Per quanto riguarda il pubblico, finalmente abbiamo visto tanti giovani, italiani e anche romani in campo.
“È stato un enorme successo, superiore a tutte le aspettative. La scelta di consentire l’ingresso libero ha pagoto, abbiamo avuto circa ventimila spettatori in quattro giorni. E anche i numeri dell’Open sui social sono triplicati rispetto allo scorso anno».

Parliamo del campo, avviare a pieni voti?
«Certo, ha messo in difficoltà tutti. Presente all’ultimo turno con un -10 è un grande campo mondiale. E l’anno prossimo sarà ancora più impegnativo. Sarà un altro grande Open, un duelo tra europei ed americani, un antipasto della Ryder Cup».

Ecco, parliamone: come procede l’organizzazione?
«Il campo è già in ordine, il Marco Simone della nostra amica Lavinia Biagiotti è un gioiellino, e se ne sono resi conto tutti. Ora bisogna impegnarsi per Sistemare le zone circostanti e le strade. Lo staff guidato da noi dg Gian Paolo Montali sta lavorando perché tutto sia fatto come deve e nei tempi giusti, ma ovviamente non dipende solo da noi».

Presidente, lo diciamo onestamente: la fattibilità è ancorata a una grande incognita. Sei preoccupato per quanto tempo ci vorrà tra Roma e Guidonia e, soprattutto, quanto tempo ci vorrà?

«No, perché abbiamo sottoscritto degli accordi con le istituzioni, a cominciare dalla Regione, e spero che vengano rispettati. Anzi, ne sono convento».

Il campo da golf è cresciuto così tanto in quest’anno, dopo circa 250mila spettatori che se previsto dal Ryder per il prossimo anno, gli italiani avranno una percentuale più alta, diciamo il 10%. Cosa manca al golf per divertimento popolare anche da noi?

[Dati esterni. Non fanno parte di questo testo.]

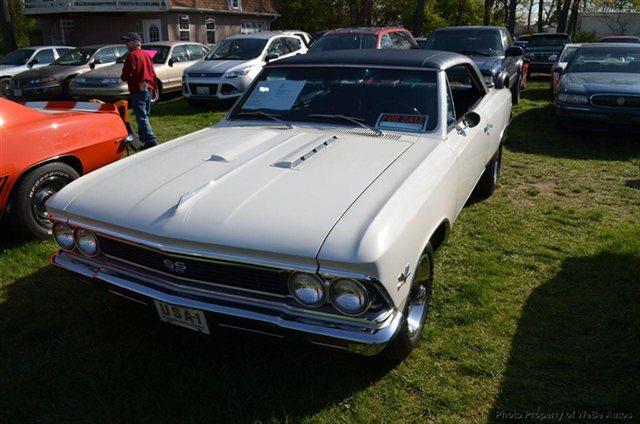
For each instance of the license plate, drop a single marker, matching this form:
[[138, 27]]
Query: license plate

«Probabilmente in questo momento ci manca un trascinatore. Ecco, era l’ultimo Molinari del 2018 sarebbe tutta un’altra storia, ma io pensavo che Chicco tornerà presto a quei livelli. E poi abbiamo giovani eccezionali, come Filippo Celli, che esploderanno presto, magari en tempo per entrare nel team Europe. Vedete, non tutti sanno che a dilettantistico l’Italia nel golf è una potenza mondiale, abbiamo vinto tutto in questi anni».

Che tipo di eredità lascerà la Ryder Cup?
«Non voglio parlare di infrastrutture, o di strade. Dico solo che: dopo il torneo, il campo deventerà terra dicult, come museo, o monumento. Ci sarà una corsa a fargli visita, ea giocarci. Avanti, questo rende il golf unico: tu al Maracanà o all’Olimpico non puoi giocarci, a Marco Simone sarà possibile, anche se si crede che questo successo bisognerà prenotarsi con due anni di anticipo». Già, ma vuoi mettere per poter dire un giorno di aver messo sullo stesso green di Tiger Woods?